I am trying to delete rows from a massive data table that are "almost"
duplicates. I can do a nice query
to find them when I join the table with itself, but I can't figure out
how to form a delete statement out
of this.
Query:
SELECT a.*
FROM Trafficdata a, Trafficdata b
WHERE a.id = b.id
AND a.date = b.date
AND a.flag = 'Q'
AND b.flag = 'Q'
AND a.dstop = b.dstop
AND (a.batch != b.batch OR (a.batch = b.batch AND a.pos_marker <
b.pos_marker) );
One idea I tried after searching the web was
DELETE FROM ( <above query> ); but that gives
ORA-01752 "Cannot delete from view without exactly one key preserved
table"
Any help would be greatly appreciated!
Jeff C.
Do you have a primary key on this Trafficdata table?
Assuming your results are the rows your really want to delete then a
delete of the form:
DELETE FROM Trafficdata WHERE pk IN (SELECT a.pk from ...) ;
I suggest you do this AFTER doing a backup.
Ed
Assuming you want to keep one copy of each row the following will work
delete from table_name
where (key_list, rowid) in
( select keys, rowid from table_name
minus
select keys, min(rowid) from table_name
group by keys
)
/
HTH -- Mark D Powell --
Thanks for your reply. No, there isn't don't have a primary key on
this data table. I also can't make a backup of the TrafficData table,
due to its huge size, but I did make a smaller table to experiment on.
Jeff
Sic?
> AND a.flag = 'Q'
> AND b.flag = 'Q'
> AND a.dstop = b.dstop
> AND (a.batch != b.batch OR (a.batch = b.batch AND
> a.pos_marker < b.pos_marker) );
Note that if there are rows with the same (id, date,
flag = 'Q', dstop) tuple, but different batch numbers,
then you'll get every row for that tuple.
Is that really what you want? Or do you only want to
remove all but the the top pos_markers for every (id,
date, flag = 'Q', dstop, batch) tuple?

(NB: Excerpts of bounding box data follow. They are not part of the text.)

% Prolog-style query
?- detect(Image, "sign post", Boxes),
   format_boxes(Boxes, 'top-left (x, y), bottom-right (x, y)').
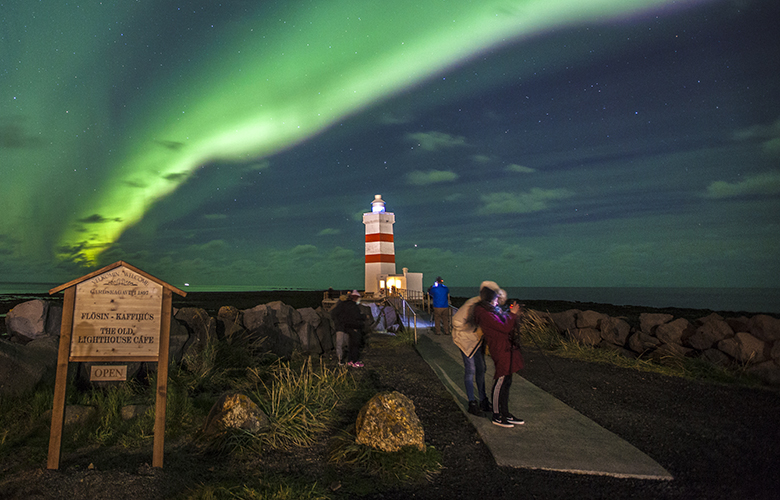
top-left (47, 261), bottom-right (187, 469)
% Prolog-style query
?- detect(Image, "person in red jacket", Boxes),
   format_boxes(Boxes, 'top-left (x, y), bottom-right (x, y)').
top-left (474, 288), bottom-right (525, 427)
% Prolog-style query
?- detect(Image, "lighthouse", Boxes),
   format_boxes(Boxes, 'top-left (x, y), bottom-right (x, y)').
top-left (363, 194), bottom-right (395, 295)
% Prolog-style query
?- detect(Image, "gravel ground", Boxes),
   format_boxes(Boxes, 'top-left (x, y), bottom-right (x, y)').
top-left (0, 294), bottom-right (780, 500)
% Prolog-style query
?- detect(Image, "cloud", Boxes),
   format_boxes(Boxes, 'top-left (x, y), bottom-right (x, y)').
top-left (0, 124), bottom-right (43, 149)
top-left (704, 172), bottom-right (780, 199)
top-left (406, 132), bottom-right (467, 151)
top-left (241, 160), bottom-right (271, 172)
top-left (78, 214), bottom-right (122, 224)
top-left (478, 188), bottom-right (574, 215)
top-left (504, 163), bottom-right (536, 174)
top-left (406, 170), bottom-right (458, 186)
top-left (193, 240), bottom-right (230, 253)
top-left (734, 119), bottom-right (780, 156)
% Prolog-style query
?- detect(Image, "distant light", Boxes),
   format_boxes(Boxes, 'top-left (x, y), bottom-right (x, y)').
top-left (371, 194), bottom-right (385, 214)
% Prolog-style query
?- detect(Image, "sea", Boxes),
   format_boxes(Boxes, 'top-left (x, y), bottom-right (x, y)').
top-left (0, 282), bottom-right (780, 314)
top-left (450, 287), bottom-right (780, 314)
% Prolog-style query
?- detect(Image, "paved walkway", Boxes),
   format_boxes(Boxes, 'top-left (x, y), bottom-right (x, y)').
top-left (417, 328), bottom-right (672, 480)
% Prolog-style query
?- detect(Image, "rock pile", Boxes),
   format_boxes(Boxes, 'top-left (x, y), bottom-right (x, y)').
top-left (537, 309), bottom-right (780, 385)
top-left (0, 299), bottom-right (378, 396)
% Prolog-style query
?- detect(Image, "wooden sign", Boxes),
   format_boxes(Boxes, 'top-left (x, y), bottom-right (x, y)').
top-left (46, 261), bottom-right (187, 469)
top-left (70, 267), bottom-right (163, 361)
top-left (89, 365), bottom-right (127, 382)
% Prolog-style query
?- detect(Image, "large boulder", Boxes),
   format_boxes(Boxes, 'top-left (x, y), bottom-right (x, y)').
top-left (569, 328), bottom-right (601, 346)
top-left (684, 313), bottom-right (734, 351)
top-left (599, 316), bottom-right (631, 347)
top-left (0, 337), bottom-right (59, 397)
top-left (5, 299), bottom-right (49, 343)
top-left (718, 332), bottom-right (771, 364)
top-left (355, 391), bottom-right (425, 452)
top-left (203, 394), bottom-right (269, 436)
top-left (639, 313), bottom-right (674, 335)
top-left (655, 318), bottom-right (691, 345)
top-left (627, 332), bottom-right (661, 354)
top-left (576, 310), bottom-right (609, 330)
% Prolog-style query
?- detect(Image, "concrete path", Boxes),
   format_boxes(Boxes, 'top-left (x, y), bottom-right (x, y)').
top-left (417, 328), bottom-right (672, 480)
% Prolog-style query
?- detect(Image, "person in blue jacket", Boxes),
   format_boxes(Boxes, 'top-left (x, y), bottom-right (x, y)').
top-left (428, 276), bottom-right (450, 335)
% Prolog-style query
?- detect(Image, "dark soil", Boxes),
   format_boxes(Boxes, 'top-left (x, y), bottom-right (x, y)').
top-left (0, 295), bottom-right (780, 500)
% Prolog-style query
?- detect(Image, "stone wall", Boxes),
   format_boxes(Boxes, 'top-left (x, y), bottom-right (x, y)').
top-left (537, 309), bottom-right (780, 385)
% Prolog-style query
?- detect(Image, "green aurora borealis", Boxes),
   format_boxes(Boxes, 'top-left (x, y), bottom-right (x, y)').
top-left (0, 0), bottom-right (780, 296)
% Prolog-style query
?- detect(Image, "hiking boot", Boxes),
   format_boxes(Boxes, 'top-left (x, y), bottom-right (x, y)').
top-left (506, 413), bottom-right (525, 425)
top-left (493, 413), bottom-right (514, 427)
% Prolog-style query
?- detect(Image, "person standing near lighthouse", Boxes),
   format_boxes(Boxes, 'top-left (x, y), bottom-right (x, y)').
top-left (428, 276), bottom-right (450, 335)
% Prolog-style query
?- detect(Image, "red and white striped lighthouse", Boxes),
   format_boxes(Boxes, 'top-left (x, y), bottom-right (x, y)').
top-left (363, 194), bottom-right (395, 294)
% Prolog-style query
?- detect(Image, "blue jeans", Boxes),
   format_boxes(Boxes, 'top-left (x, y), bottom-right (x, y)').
top-left (460, 344), bottom-right (487, 401)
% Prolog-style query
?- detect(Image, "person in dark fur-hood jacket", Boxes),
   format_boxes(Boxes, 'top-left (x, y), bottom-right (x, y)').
top-left (474, 288), bottom-right (525, 427)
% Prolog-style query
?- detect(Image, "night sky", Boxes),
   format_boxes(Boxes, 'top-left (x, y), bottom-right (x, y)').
top-left (0, 0), bottom-right (780, 290)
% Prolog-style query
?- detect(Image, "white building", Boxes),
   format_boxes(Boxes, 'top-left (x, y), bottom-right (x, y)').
top-left (363, 194), bottom-right (423, 300)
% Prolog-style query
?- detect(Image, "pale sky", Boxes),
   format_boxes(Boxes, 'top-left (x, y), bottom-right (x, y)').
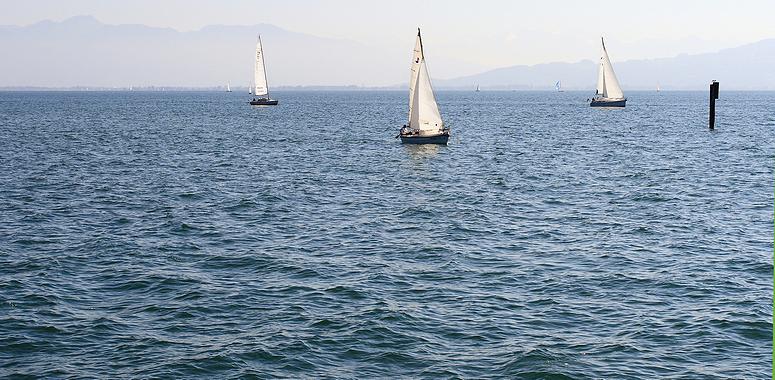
top-left (0, 0), bottom-right (775, 68)
top-left (0, 0), bottom-right (775, 84)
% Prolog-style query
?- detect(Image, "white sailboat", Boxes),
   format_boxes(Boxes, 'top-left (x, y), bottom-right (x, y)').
top-left (250, 35), bottom-right (277, 106)
top-left (397, 28), bottom-right (449, 144)
top-left (589, 37), bottom-right (627, 107)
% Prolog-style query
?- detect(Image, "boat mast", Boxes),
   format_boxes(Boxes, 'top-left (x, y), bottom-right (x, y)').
top-left (417, 28), bottom-right (425, 61)
top-left (258, 34), bottom-right (269, 99)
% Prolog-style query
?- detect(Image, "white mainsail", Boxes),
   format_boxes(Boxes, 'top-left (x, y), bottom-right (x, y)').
top-left (409, 33), bottom-right (444, 134)
top-left (597, 37), bottom-right (624, 99)
top-left (253, 36), bottom-right (269, 96)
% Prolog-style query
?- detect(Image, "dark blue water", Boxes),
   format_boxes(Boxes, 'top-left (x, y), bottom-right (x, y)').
top-left (0, 91), bottom-right (775, 379)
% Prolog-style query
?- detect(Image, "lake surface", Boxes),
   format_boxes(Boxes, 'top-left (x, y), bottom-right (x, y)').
top-left (0, 87), bottom-right (775, 379)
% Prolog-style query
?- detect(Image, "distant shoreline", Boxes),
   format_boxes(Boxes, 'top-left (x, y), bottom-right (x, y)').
top-left (0, 86), bottom-right (775, 92)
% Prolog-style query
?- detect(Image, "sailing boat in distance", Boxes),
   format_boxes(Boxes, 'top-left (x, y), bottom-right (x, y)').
top-left (396, 28), bottom-right (449, 144)
top-left (589, 37), bottom-right (627, 107)
top-left (250, 35), bottom-right (277, 106)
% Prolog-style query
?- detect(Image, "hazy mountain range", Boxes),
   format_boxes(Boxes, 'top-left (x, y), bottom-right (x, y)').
top-left (0, 16), bottom-right (775, 91)
top-left (435, 39), bottom-right (775, 90)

Or something
else...?
Note also that this will potentially give you multiple
copies of some rows from a.
> One idea I tried after searching the web was
> DELETE FROM ( <above query> ); but that gives
> ORA-01752 "Cannot delete from view without exactly
> one key preserved table"
Hint: A better select query might be...
select a.*
from trafficdata a
where a.flag = 'Q'
and exists
(select 1
from trafficdata b
where b.id = a.id
and b.date = a.date
and b.flag = a.flag
and b.dstop = a.dstop
and ( b.batch != a.batch
or b.batch = a.batch
and b.pos_marker > a.pos_marker));
--
Peter
I took a quick look, but if there are corresponding rows on (id, date,
flag, dstop) where a.batch <> b.batch it looks like BOTH rows will be
deleted. I don't know if that is what you really wanted...
Shakespeare
The code I post will work when no PK or UK exists. The key_list is
just the list of columns that qualify the data to be considered
duplicate. If could be one column or all the columns in the row.

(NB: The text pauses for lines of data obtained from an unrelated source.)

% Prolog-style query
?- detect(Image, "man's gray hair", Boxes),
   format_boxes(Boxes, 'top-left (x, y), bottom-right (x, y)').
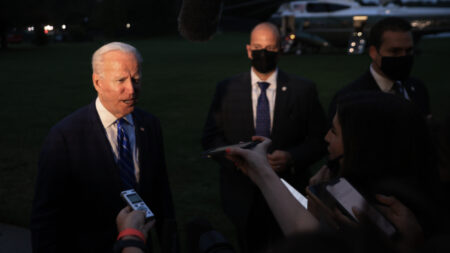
top-left (92, 42), bottom-right (143, 75)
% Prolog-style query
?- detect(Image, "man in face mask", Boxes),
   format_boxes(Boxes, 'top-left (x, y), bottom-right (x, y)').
top-left (328, 18), bottom-right (431, 119)
top-left (202, 23), bottom-right (326, 252)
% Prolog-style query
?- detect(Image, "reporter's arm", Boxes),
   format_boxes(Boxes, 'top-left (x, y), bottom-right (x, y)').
top-left (227, 137), bottom-right (319, 236)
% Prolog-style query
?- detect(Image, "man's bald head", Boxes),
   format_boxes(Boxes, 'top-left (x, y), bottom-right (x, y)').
top-left (250, 22), bottom-right (280, 47)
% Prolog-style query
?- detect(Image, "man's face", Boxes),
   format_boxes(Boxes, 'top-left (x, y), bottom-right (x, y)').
top-left (92, 50), bottom-right (141, 118)
top-left (246, 27), bottom-right (279, 59)
top-left (369, 31), bottom-right (414, 72)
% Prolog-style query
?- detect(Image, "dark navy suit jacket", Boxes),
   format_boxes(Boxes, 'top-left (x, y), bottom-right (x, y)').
top-left (202, 71), bottom-right (326, 229)
top-left (31, 102), bottom-right (176, 253)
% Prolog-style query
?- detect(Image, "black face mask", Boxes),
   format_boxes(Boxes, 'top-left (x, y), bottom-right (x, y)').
top-left (380, 55), bottom-right (414, 81)
top-left (252, 49), bottom-right (278, 74)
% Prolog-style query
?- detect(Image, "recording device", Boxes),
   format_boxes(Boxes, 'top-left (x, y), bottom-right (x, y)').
top-left (120, 189), bottom-right (155, 219)
top-left (178, 0), bottom-right (223, 41)
top-left (202, 141), bottom-right (261, 158)
top-left (307, 178), bottom-right (397, 237)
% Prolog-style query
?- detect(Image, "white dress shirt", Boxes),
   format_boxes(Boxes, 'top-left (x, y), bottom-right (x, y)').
top-left (95, 97), bottom-right (139, 182)
top-left (250, 68), bottom-right (278, 131)
top-left (370, 63), bottom-right (409, 100)
top-left (370, 63), bottom-right (395, 94)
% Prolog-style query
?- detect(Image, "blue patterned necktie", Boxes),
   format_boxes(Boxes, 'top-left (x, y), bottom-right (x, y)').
top-left (255, 82), bottom-right (270, 137)
top-left (116, 118), bottom-right (136, 189)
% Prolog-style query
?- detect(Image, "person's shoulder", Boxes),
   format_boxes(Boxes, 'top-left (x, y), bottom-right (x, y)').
top-left (217, 72), bottom-right (250, 86)
top-left (133, 108), bottom-right (160, 125)
top-left (336, 71), bottom-right (376, 96)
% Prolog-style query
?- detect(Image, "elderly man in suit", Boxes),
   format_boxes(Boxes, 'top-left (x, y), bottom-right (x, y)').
top-left (202, 23), bottom-right (326, 252)
top-left (31, 42), bottom-right (178, 253)
top-left (328, 17), bottom-right (431, 122)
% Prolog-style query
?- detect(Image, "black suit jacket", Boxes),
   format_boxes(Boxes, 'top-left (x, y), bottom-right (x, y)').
top-left (31, 102), bottom-right (177, 253)
top-left (202, 71), bottom-right (326, 222)
top-left (328, 70), bottom-right (431, 122)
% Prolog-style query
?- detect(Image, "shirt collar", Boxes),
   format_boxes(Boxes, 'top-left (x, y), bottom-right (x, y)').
top-left (370, 63), bottom-right (394, 92)
top-left (250, 68), bottom-right (278, 89)
top-left (95, 97), bottom-right (134, 128)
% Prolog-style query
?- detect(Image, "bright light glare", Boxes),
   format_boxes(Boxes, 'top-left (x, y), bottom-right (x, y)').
top-left (353, 16), bottom-right (367, 21)
top-left (44, 25), bottom-right (53, 31)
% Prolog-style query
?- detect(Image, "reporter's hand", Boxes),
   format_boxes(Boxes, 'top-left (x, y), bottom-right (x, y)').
top-left (375, 194), bottom-right (424, 252)
top-left (309, 164), bottom-right (331, 185)
top-left (267, 150), bottom-right (292, 172)
top-left (225, 136), bottom-right (273, 183)
top-left (116, 206), bottom-right (155, 238)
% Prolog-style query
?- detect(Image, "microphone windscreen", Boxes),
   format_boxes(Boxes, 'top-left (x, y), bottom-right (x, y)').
top-left (178, 0), bottom-right (223, 41)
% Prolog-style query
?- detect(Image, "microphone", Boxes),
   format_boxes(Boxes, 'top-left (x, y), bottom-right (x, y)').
top-left (178, 0), bottom-right (223, 41)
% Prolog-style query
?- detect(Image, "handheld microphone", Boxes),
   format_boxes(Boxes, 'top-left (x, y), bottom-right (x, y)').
top-left (178, 0), bottom-right (223, 41)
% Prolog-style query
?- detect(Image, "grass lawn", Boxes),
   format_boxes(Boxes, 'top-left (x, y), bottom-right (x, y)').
top-left (0, 34), bottom-right (450, 250)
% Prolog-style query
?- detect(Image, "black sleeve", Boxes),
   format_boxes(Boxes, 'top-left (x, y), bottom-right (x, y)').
top-left (288, 85), bottom-right (327, 171)
top-left (202, 83), bottom-right (227, 149)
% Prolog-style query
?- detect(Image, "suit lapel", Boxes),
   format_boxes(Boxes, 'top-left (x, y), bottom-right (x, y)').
top-left (89, 102), bottom-right (122, 185)
top-left (362, 70), bottom-right (381, 91)
top-left (270, 70), bottom-right (290, 139)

Thanks, Mark. I was wondering about exactly that. I'll have another
go at it today.
--Jeff
Looks like you are skipping the condition that the record with the
largest pos_marker should be preserved, not the lowest rowid.
Furthermore, if a.batch != b.batch, both records would be deleted in the
original query (if it worked).
And is there no mutating table problem here? Won't this lead to
'snapshot too old' problems with large tables? (I'm not sure about that)
Shakespeare
I had similar problem. Large table with many rows to delete.

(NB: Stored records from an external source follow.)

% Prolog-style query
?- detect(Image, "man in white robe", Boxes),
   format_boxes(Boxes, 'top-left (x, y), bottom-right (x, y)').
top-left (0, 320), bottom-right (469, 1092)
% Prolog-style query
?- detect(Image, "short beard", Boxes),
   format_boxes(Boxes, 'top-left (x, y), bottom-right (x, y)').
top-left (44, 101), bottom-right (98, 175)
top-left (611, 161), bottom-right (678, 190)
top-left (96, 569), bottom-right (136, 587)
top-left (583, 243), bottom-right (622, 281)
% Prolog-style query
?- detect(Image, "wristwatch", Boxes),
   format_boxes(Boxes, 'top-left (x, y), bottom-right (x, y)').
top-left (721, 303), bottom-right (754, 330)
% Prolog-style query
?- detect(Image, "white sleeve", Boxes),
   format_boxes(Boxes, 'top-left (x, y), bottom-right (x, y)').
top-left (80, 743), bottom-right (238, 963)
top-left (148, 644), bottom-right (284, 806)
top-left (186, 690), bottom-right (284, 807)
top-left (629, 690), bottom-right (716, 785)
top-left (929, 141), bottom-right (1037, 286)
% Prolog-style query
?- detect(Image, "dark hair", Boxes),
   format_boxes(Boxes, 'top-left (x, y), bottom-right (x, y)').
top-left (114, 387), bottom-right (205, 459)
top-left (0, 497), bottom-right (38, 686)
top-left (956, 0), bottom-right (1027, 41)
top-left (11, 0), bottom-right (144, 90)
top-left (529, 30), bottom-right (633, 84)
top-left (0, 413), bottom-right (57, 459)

My solution was to write a short program which would connect to db, open full
table scan, reading all important columns and rowids. While reading i was making
in memory list of good rows to keep (actualy it was hash map) and for each row i
read i would check if i had row with similar important columns on my list, if no
i would add it to list, if yes i would check if it should replace row on list or
if it should be deleted. On second list i kept rowids rows to be deleted and
every time when its size reached 10k i was sending rowids from it to separate
deleter thread which would just loop through that rowids and issue delete from x
where rowid = y for each one.
So total cost of that solution was one full table scan plus numer of deletes by
rowid.
Since i was commiting every 10k deletes, snapshot too old was not a problem
because i was able to restart that job any time, and after each restart there
would be less rows in table.
Anyway in my case "cleaning" job duration droped from 120h (it was writen in
PL/SQL loop on the beginging) to 5h for table with ~150m rows (25m after
cleanup) and the bottleneck is now at redo log writers, how fast they are able
to log changes.
Sebastian K.
Is there an echo in here?! :-)
The query I posted replicates the semantics of the OP's
original select, except that it doesn't repeat matching
rows from the target table.
The hint about my script maybe being better was that it's
a one line change to make it delete instead of select rows.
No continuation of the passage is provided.